Okay now, I know (somewhere deep, deep in my subconscious) that it's too early to make Christmas cards. I also know that it's too early to put up Christmas decorations - after all, I haven't even finished putting up fall decorations completely yet. But maybe it would be time to start thinking about Christmas decorations..? I've been F5-ing Ikea's website to find out if they're already selling those. I also went to one to check if they already had them but had just neglected to update their site. (I've also raided the local equivalent of Harrods a couple of times.) Because past experiences have shown that if you don't buy the decoration you like the moment you see it for the first time, there won't be any of it left later if you decide to sleep on it. So I need to get it asap! (Anyway, I'd just like to see the selection of different stores to make a decision on the colors.)
But enough rambling on the decor you can't affect yet - I'll get to that later. Instead, let's focus on what you can do next. Assuming you've already started to grind on projects you want to finish before the holidays and begun making a list of gift ideas, the next logical thing to do is starting to collect Christmas menu recipes. You can do that as early on as in October, and it's good to get it going so you'll have time to prepare for last minute changes.
So: where are you spending your Christmas this year? If at a friend's or a relative's place, you only need to ask what food they want you to bring, and make that. You can pass on all the trouble. Or you can offer to help them in everything from cooking to decor at their house, which I'd suppose is a far better idea (depending on the friend/relative of course. Some people genuinely don't like extra help in their homes).

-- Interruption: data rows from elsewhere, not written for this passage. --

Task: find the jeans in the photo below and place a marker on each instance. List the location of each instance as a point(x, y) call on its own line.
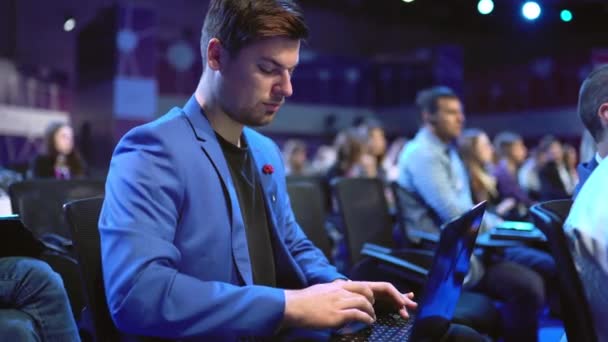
point(522, 292)
point(33, 303)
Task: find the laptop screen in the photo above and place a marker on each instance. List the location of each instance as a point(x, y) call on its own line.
point(450, 265)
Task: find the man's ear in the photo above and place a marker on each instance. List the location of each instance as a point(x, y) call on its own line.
point(214, 54)
point(602, 112)
point(428, 117)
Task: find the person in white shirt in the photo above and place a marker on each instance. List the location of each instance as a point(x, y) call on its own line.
point(593, 111)
point(587, 222)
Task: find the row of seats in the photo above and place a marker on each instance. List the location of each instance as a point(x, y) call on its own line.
point(367, 219)
point(364, 209)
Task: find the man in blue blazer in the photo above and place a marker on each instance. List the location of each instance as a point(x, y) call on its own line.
point(198, 237)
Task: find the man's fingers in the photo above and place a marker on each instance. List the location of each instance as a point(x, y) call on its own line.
point(387, 291)
point(360, 288)
point(358, 302)
point(403, 313)
point(351, 315)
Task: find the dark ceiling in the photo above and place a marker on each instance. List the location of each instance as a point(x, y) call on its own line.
point(461, 15)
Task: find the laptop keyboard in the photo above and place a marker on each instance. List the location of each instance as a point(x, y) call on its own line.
point(388, 327)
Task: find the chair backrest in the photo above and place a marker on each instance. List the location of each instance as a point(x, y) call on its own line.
point(307, 204)
point(39, 202)
point(82, 217)
point(364, 209)
point(549, 217)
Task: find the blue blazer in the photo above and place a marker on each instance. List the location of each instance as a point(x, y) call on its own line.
point(174, 250)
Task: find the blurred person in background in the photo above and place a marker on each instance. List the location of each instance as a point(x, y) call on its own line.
point(295, 158)
point(555, 180)
point(60, 159)
point(511, 153)
point(478, 154)
point(324, 159)
point(527, 176)
point(391, 160)
point(375, 141)
point(436, 189)
point(352, 159)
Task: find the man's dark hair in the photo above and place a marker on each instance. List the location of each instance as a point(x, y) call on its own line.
point(237, 23)
point(594, 92)
point(427, 100)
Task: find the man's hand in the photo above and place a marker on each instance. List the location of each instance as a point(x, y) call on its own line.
point(387, 295)
point(335, 304)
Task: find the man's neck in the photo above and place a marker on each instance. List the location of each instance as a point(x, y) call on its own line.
point(433, 131)
point(602, 148)
point(222, 124)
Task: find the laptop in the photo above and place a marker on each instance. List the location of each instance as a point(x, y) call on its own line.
point(517, 231)
point(441, 290)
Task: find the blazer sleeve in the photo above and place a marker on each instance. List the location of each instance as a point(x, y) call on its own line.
point(311, 260)
point(146, 293)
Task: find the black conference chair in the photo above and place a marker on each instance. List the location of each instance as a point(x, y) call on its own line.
point(307, 203)
point(368, 229)
point(39, 202)
point(578, 322)
point(82, 217)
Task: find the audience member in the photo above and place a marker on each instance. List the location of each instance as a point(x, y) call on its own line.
point(295, 158)
point(587, 221)
point(375, 142)
point(33, 303)
point(324, 159)
point(437, 186)
point(198, 236)
point(527, 176)
point(592, 96)
point(352, 159)
point(555, 180)
point(511, 153)
point(478, 154)
point(60, 159)
point(391, 161)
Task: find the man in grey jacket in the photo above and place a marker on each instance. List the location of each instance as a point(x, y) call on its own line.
point(437, 189)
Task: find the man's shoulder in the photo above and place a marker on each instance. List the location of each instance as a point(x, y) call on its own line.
point(257, 139)
point(164, 125)
point(420, 149)
point(590, 198)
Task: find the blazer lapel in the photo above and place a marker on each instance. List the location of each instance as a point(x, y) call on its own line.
point(206, 137)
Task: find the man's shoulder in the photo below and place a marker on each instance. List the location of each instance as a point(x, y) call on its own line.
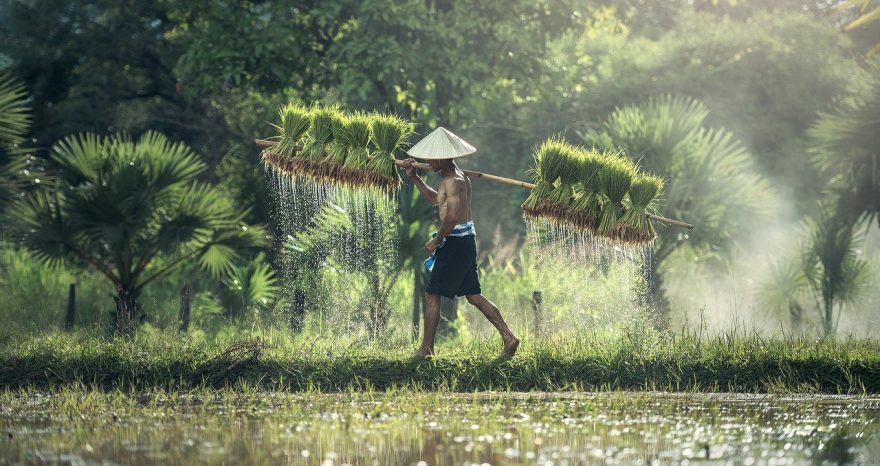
point(453, 181)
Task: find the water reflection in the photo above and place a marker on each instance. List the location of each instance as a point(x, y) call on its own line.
point(441, 429)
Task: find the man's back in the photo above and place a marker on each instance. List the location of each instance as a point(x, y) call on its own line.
point(456, 187)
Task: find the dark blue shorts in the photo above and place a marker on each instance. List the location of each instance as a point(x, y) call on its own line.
point(455, 268)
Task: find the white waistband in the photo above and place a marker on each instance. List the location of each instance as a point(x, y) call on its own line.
point(464, 229)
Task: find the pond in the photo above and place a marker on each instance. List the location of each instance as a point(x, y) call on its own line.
point(408, 428)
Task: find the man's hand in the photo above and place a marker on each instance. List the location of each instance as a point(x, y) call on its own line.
point(411, 171)
point(431, 246)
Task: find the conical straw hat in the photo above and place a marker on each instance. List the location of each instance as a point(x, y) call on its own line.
point(441, 144)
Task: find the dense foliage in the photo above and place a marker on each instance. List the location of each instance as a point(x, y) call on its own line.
point(787, 80)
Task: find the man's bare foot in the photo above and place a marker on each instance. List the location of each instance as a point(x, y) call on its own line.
point(422, 354)
point(510, 346)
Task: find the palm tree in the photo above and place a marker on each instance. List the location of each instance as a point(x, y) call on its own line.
point(711, 178)
point(15, 121)
point(414, 217)
point(846, 148)
point(832, 266)
point(133, 212)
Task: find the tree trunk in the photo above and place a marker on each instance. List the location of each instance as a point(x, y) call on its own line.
point(185, 295)
point(298, 312)
point(128, 314)
point(653, 295)
point(70, 315)
point(418, 300)
point(537, 302)
point(796, 317)
point(829, 315)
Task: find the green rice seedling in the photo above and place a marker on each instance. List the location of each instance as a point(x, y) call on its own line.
point(337, 149)
point(643, 193)
point(355, 136)
point(587, 206)
point(320, 133)
point(615, 178)
point(295, 122)
point(563, 190)
point(388, 133)
point(549, 164)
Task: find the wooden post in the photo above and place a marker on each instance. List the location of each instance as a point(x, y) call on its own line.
point(537, 300)
point(185, 294)
point(498, 179)
point(298, 316)
point(70, 316)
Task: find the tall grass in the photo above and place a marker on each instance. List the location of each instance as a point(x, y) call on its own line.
point(634, 360)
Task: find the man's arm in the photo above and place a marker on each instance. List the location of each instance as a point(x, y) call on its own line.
point(453, 208)
point(427, 192)
point(452, 217)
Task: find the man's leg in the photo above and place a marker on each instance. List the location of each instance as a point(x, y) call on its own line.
point(490, 310)
point(432, 320)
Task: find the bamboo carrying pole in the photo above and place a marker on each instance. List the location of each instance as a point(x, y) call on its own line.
point(498, 179)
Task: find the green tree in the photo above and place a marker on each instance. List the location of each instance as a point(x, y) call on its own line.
point(751, 72)
point(711, 177)
point(834, 270)
point(868, 16)
point(350, 241)
point(14, 124)
point(133, 212)
point(845, 143)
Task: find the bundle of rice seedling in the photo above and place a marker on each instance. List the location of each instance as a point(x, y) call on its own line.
point(549, 163)
point(388, 133)
point(587, 205)
point(356, 137)
point(559, 199)
point(318, 137)
point(295, 121)
point(615, 179)
point(336, 148)
point(635, 225)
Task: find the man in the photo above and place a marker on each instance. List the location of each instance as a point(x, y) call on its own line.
point(453, 263)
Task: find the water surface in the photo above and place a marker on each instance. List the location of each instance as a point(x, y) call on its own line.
point(438, 429)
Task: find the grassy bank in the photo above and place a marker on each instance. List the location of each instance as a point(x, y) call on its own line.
point(277, 361)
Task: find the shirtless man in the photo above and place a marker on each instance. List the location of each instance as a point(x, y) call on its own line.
point(454, 247)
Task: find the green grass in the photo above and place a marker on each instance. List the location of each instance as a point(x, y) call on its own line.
point(638, 360)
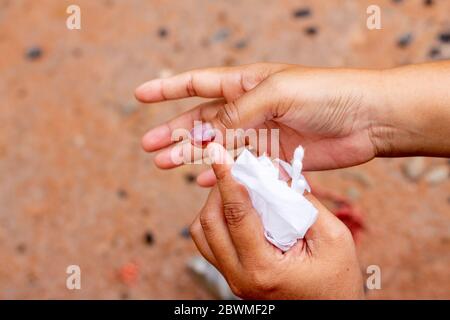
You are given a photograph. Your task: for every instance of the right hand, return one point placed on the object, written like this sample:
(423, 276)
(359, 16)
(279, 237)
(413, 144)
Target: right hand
(338, 115)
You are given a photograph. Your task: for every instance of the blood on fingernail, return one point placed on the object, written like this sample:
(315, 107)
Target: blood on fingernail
(202, 134)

But if you're spending Christmas at home, and maybe even have guests over, you have to do all this:
- Gather information of possible food allergies and diets, and take them into account when finding recipes.
- Count the heads and do the math - how much food do you need?

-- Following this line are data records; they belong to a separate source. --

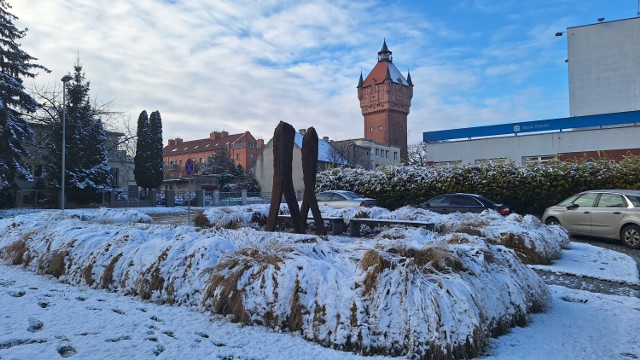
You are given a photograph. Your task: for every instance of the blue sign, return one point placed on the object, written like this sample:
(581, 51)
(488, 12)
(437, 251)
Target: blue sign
(575, 122)
(189, 167)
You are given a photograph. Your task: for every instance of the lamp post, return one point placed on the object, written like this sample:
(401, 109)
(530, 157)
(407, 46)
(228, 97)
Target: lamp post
(65, 79)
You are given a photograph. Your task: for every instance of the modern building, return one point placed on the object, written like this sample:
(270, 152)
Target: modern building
(604, 67)
(328, 157)
(608, 136)
(385, 98)
(604, 94)
(243, 148)
(367, 153)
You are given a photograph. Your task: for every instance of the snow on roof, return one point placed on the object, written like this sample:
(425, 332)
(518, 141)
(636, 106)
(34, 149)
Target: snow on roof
(326, 152)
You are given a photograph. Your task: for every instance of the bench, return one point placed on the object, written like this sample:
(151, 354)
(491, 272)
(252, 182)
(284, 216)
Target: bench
(355, 223)
(337, 223)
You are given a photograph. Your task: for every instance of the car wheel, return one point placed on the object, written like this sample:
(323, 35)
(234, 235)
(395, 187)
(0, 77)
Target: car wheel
(630, 236)
(552, 221)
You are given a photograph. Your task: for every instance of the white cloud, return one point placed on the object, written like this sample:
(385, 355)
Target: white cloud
(213, 65)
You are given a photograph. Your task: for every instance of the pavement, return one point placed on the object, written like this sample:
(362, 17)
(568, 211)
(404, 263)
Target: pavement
(592, 284)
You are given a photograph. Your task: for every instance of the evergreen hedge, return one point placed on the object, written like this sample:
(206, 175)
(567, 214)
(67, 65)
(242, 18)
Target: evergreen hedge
(526, 189)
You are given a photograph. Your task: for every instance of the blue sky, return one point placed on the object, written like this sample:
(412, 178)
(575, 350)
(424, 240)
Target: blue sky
(210, 65)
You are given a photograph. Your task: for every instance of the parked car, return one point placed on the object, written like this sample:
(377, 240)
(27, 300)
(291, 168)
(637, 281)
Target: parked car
(343, 199)
(612, 214)
(449, 203)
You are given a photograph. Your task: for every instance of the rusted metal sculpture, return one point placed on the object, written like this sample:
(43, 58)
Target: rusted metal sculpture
(283, 140)
(309, 173)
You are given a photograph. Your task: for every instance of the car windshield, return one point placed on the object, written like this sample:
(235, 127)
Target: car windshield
(569, 200)
(349, 195)
(635, 200)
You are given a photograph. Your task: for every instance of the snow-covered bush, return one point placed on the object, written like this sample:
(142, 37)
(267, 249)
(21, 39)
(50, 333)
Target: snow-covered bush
(526, 189)
(413, 292)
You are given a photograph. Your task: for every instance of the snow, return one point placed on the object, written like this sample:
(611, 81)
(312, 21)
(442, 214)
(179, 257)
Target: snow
(43, 321)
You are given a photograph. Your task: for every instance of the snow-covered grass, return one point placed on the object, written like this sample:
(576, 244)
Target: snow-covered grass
(409, 292)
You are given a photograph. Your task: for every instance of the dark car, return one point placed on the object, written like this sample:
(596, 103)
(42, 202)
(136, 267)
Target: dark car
(449, 203)
(342, 199)
(611, 214)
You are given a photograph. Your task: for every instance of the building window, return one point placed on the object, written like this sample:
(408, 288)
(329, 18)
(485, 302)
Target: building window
(531, 160)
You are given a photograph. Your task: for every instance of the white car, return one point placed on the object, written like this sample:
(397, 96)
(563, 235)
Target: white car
(343, 199)
(612, 214)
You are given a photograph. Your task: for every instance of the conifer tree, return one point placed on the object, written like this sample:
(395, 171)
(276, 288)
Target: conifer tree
(156, 162)
(15, 65)
(88, 173)
(143, 134)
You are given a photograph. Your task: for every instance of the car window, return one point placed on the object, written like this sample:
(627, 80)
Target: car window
(442, 200)
(635, 200)
(586, 200)
(569, 200)
(465, 201)
(348, 195)
(611, 200)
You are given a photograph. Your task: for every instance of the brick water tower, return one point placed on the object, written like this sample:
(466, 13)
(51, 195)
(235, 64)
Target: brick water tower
(385, 98)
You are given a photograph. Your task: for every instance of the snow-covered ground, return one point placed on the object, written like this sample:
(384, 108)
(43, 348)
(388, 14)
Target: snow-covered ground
(43, 318)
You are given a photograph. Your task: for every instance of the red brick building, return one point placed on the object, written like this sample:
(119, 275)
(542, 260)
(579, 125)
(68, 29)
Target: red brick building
(385, 98)
(243, 149)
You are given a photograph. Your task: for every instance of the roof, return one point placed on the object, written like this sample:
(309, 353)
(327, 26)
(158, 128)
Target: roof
(201, 145)
(326, 152)
(384, 70)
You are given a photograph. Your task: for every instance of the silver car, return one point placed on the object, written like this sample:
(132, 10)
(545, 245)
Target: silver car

- Do you enjoy cooking and baking? If yes, then by all means, make everything you want, use all the time you like, gourmet-chef the crap out of the entire menu.

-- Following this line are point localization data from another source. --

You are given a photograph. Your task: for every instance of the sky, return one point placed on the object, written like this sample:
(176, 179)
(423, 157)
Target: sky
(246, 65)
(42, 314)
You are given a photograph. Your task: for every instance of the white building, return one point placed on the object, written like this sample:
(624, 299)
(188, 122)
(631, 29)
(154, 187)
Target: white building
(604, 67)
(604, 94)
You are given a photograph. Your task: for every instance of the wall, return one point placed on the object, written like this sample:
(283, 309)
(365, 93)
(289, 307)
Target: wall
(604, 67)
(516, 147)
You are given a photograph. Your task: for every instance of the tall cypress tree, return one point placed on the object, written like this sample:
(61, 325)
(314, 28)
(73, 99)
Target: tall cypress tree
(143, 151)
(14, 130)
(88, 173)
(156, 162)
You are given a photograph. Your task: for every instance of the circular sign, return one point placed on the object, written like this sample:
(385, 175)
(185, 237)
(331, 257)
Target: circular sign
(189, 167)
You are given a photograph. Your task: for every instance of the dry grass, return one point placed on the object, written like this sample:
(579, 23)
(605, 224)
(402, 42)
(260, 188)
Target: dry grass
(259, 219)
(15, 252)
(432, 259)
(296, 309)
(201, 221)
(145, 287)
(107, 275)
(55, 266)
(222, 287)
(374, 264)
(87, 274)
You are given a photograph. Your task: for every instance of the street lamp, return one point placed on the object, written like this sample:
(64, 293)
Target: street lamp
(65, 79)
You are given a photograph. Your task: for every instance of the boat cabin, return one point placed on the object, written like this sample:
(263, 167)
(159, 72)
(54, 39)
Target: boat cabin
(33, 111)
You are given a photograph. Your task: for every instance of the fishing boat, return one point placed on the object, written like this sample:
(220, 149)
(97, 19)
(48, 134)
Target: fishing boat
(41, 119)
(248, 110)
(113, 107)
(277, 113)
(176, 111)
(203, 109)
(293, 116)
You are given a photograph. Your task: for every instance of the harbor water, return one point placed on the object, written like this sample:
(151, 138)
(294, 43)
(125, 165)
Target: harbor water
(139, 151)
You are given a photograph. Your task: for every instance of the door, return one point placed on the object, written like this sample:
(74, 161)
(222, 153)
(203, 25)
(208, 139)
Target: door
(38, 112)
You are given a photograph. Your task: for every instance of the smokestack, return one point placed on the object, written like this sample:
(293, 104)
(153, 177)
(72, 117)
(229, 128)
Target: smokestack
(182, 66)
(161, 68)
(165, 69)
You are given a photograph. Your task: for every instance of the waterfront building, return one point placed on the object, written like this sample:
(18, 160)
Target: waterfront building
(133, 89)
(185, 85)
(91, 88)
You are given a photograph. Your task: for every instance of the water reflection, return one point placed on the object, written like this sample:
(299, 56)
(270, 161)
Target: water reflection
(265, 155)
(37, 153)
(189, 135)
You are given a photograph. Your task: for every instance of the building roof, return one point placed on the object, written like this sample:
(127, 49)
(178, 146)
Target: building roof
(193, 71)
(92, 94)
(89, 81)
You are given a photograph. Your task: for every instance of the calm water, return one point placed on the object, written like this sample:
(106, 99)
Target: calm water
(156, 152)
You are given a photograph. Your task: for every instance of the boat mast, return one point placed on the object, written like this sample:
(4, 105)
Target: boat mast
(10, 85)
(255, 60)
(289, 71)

- Do you dislike cooking and baking? Then consider asking all guests to bring something to eat, or buy everything ready from the store. The latter option will decrease the Christmas spirit a little in my opinion, but it's better than being cranky and stressed at the party because you've had to strain yourself in the disliked cooking for the past days.
- Do not, ever, underestimate the effect Christmassy beverages have on the spirit. So make sure you make or buy or ask people to bring eggnog and mulled wine, both alcoholic and non-alcoholic versions (and if you ask me, the latter contributes more to the Christmas spirit).
Once you've decided what kinds or dishes and beverages you want to serve at the Christmas dinner, and calculated how much you need it, start browsing the web or your favourite cookbook for recipes. Print them, pin them, write them down. If you can, have a notebook for this purpose only - you can glue the printed recipes on the pages. Every time you find a new and interesting recipe, print it and glue it in the notebook, even if the amount of recipes starts to exceed the amount of food you can make. Then, when December rolls around, you can (put on Christmas carols and) open the notebook and decide which recipes to make.
All in one place, all planned before - a recipe for success!